Pub Date : 2024-11-07DOI: 10.1109/OJCOMS.2024.3493417
David Franco;Marivi Higuero;Ane Sanz;Juanjo Unzilla;Maider Huarte
The rapid emergence of new applications and services, and their increased demand for Quality of Service (QoS), have a significant impact on the development of today’s communication networks. As a result, communication networks are constantly evolving towards new architectures, such as the 6th Generation (6G) of communication systems, currently being studied in academic and research environments. One of the most critical aspects of designing communication networks is meeting the restricted delay and packet loss requirements. In this context, although link failure recovery has been widely addressed in the literature, it remains one of the main causes of packet losses and delays in the network.

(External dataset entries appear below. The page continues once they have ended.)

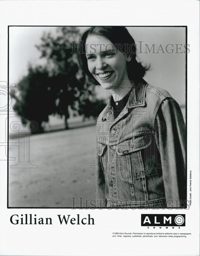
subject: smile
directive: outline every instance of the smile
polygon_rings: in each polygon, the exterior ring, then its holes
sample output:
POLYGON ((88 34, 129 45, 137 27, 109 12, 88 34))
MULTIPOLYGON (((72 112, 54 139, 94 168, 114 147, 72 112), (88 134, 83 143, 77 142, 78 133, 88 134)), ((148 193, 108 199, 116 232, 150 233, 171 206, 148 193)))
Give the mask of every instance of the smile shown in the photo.
POLYGON ((108 72, 106 72, 103 73, 97 74, 99 77, 99 78, 101 79, 107 79, 109 78, 111 76, 111 75, 113 73, 113 71, 109 71, 108 72))

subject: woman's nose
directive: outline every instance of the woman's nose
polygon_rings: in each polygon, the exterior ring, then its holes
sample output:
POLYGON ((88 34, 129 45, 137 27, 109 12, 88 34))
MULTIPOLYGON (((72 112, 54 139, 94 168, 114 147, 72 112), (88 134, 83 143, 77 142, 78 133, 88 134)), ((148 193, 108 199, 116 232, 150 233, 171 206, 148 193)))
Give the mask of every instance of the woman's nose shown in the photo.
POLYGON ((97 58, 96 63, 96 68, 98 69, 103 69, 107 66, 105 60, 101 57, 97 58))

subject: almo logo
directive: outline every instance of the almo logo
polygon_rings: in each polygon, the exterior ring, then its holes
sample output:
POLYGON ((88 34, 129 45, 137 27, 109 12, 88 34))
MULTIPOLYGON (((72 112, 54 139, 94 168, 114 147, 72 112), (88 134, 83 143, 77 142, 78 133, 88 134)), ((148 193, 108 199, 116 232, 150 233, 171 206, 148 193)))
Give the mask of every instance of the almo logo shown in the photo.
POLYGON ((141 214, 141 226, 185 226, 185 215, 141 214))

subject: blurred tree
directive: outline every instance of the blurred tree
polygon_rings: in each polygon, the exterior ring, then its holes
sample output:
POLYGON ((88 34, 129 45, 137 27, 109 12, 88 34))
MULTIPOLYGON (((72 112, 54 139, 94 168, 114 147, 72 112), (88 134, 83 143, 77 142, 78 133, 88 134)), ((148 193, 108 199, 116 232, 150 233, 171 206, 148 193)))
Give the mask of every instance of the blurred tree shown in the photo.
POLYGON ((49 87, 54 93, 55 112, 65 117, 65 128, 69 117, 68 107, 77 110, 79 97, 85 93, 85 77, 79 71, 76 56, 73 51, 72 41, 78 41, 79 31, 76 27, 59 27, 56 38, 50 33, 44 33, 41 44, 36 47, 41 52, 41 58, 47 60, 47 67, 51 79, 49 87))
MULTIPOLYGON (((46 65, 34 68, 30 66, 28 75, 19 83, 19 114, 22 121, 37 122, 38 132, 42 132, 42 122, 48 122, 48 116, 52 114, 64 115, 65 129, 68 129, 69 107, 85 117, 98 116, 105 105, 103 101, 96 99, 94 86, 88 87, 79 69, 76 56, 71 53, 72 41, 78 42, 80 37, 78 28, 59 27, 55 37, 44 33, 41 44, 36 46, 41 53, 41 58, 46 60, 46 65)), ((14 108, 17 109, 19 103, 17 101, 14 108)))
POLYGON ((37 122, 38 129, 36 132, 43 132, 42 122, 48 122, 49 115, 55 112, 55 96, 52 91, 49 89, 50 80, 45 68, 38 66, 33 68, 30 66, 28 74, 18 83, 21 98, 16 99, 14 110, 19 109, 21 104, 18 114, 22 120, 37 122))

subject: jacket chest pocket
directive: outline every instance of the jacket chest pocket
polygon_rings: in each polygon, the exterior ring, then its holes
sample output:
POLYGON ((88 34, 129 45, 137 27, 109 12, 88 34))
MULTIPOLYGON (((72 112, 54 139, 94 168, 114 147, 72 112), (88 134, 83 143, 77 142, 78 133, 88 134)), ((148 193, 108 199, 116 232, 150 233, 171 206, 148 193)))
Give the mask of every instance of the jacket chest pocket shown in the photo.
POLYGON ((117 145, 120 175, 123 180, 127 180, 145 175, 141 151, 147 148, 151 141, 151 136, 142 134, 129 138, 117 145))

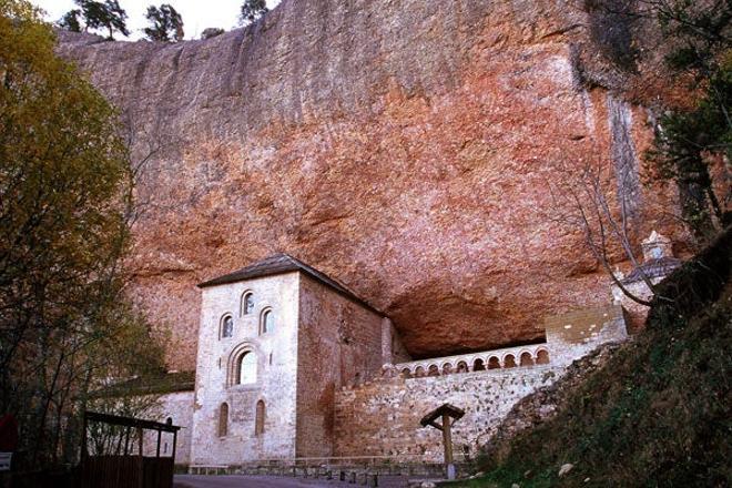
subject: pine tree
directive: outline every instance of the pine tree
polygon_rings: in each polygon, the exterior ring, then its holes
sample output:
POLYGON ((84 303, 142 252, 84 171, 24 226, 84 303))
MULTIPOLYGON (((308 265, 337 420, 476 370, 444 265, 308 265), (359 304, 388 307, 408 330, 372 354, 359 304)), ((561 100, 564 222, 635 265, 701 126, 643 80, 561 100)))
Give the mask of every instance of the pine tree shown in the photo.
POLYGON ((145 28, 144 32, 151 41, 160 42, 180 42, 183 40, 183 18, 170 4, 148 7, 145 18, 151 22, 151 27, 145 28))
POLYGON ((242 4, 240 21, 245 26, 250 24, 268 11, 266 0, 245 0, 242 4))

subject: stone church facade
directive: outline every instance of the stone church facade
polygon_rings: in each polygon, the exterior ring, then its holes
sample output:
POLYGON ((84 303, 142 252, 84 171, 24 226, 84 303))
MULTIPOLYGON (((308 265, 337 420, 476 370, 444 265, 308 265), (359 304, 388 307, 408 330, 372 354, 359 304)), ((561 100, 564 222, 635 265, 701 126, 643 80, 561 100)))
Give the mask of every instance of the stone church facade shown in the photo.
MULTIPOLYGON (((654 281, 654 260, 670 264, 661 237, 644 242, 654 281)), ((538 325, 545 342, 413 360, 387 316, 286 254, 199 286, 194 387, 160 398, 161 419, 184 427, 176 461, 194 469, 363 456, 438 461, 439 433, 418 421, 443 403, 465 409, 454 441, 458 457, 470 456, 523 396, 627 337, 616 292, 612 304, 547 317, 538 325)))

The failure recovery time in currently deployed technologies is still far from the sub-millisecond delay required in 6G networks. The time required for distributed network architectures to converge to a common network state after a link failure is excessive. In contrast, centralized architectures such as Software-Defined Networking (SDN) solve this problem but still need to notify the failure to a centralized controller, which increases the recovery time. This paper proposes a very Fast Failure Recovery (vFFR) strategy that can recover from link failures in sub-millisecond timescales by reacting directly from the data plane of the network devices while maintaining a synchronized state with the centralized controller. We first analyze current failure recovery strategies and classify them according to the techniques used to optimize failure recovery time. Afterward, we describe the design of a vFFR strategy that combines three data plane recovery algorithms to reduce latency and packet loss under varying network conditions. Our vFFR strategy has been modeled in P4 language and tested on an emulation platform to validate the three data plane recovery algorithms under different conditions. The results show that latency varies according to the alternate path selected in the recovery algorithm, and the packet loss rate remains constant even when the background traffic reaches 90% of the link capacity. In addition, the vFFR strategy has been implemented on Intel Tofino devices, achieving a failure recovery time lower than $500~mu s$